The Kubernetes operator pattern, introduced by CoreOS in 2016, enables management of complex stateful applications using the same reconciliation model that Kubernetes uses for built-in resources.

What an operator does

A Kubernetes operator extends the Kubernetes API with a custom resource definition and a controller that manages the lifecycle of the corresponding resource. The controller observes the desired state (defined in the custom resource) and the actual state (what is running in the cluster) and takes actions to make actual match desired. This is the same reconciliation loop that Kubernetes controllers use for Deployments and StatefulSets.

When to build an operator

Operators are appropriate for: stateful applications with complex lifecycle management (databases, message queues, monitoring stacks), applications where the operational knowledge of how to upgrade, scale, and recover needs to be encoded in software, and abstractions that your organisation will use across many clusters.

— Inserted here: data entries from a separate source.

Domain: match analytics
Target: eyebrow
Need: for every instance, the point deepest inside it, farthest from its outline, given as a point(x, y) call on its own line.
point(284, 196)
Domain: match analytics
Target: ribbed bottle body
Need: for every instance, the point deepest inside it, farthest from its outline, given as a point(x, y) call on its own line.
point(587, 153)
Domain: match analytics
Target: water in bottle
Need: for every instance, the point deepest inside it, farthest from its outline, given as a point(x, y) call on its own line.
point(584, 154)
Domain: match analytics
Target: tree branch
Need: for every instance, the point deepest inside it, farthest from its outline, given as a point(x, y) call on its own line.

Building an operator for a simple deployment that a Helm chart handles adequately adds complexity without benefit.

kubebuilder and controller-runtime

The kubebuilder framework is the standard approach for writing Go-based Kubernetes operators. It generates scaffolding for the controller, reconciliation loop, and CRD schema from markers in the code. controller-runtime, the underlying library, provides the client-go wrappers, informers, and reconciliation queue that make operator development faster. The Operator SDK wraps kubebuilder with additional tooling for testing and publishing.

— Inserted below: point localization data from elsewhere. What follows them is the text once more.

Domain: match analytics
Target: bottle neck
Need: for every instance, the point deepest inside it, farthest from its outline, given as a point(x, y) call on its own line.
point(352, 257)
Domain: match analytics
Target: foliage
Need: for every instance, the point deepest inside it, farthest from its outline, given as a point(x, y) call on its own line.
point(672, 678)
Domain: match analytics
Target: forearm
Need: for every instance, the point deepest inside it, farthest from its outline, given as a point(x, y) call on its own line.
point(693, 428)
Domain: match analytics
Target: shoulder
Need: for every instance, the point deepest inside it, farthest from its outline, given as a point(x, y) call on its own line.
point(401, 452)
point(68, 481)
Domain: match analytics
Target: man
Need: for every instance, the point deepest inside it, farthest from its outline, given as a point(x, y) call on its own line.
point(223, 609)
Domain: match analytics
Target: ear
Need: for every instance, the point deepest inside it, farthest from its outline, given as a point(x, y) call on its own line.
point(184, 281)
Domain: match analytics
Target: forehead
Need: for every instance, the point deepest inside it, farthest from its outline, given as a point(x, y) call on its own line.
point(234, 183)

Production operator patterns

The patterns that production operators implement: idempotent reconciliation (the reconciler should produce the same result regardless of how many times it runs), appropriate use of finalizers (to run cleanup logic before resource deletion), status conditions (to communicate the resource's state to humans and other controllers), and event recording (for debugging and auditing). Operators that skip these patterns are harder to debug and operate.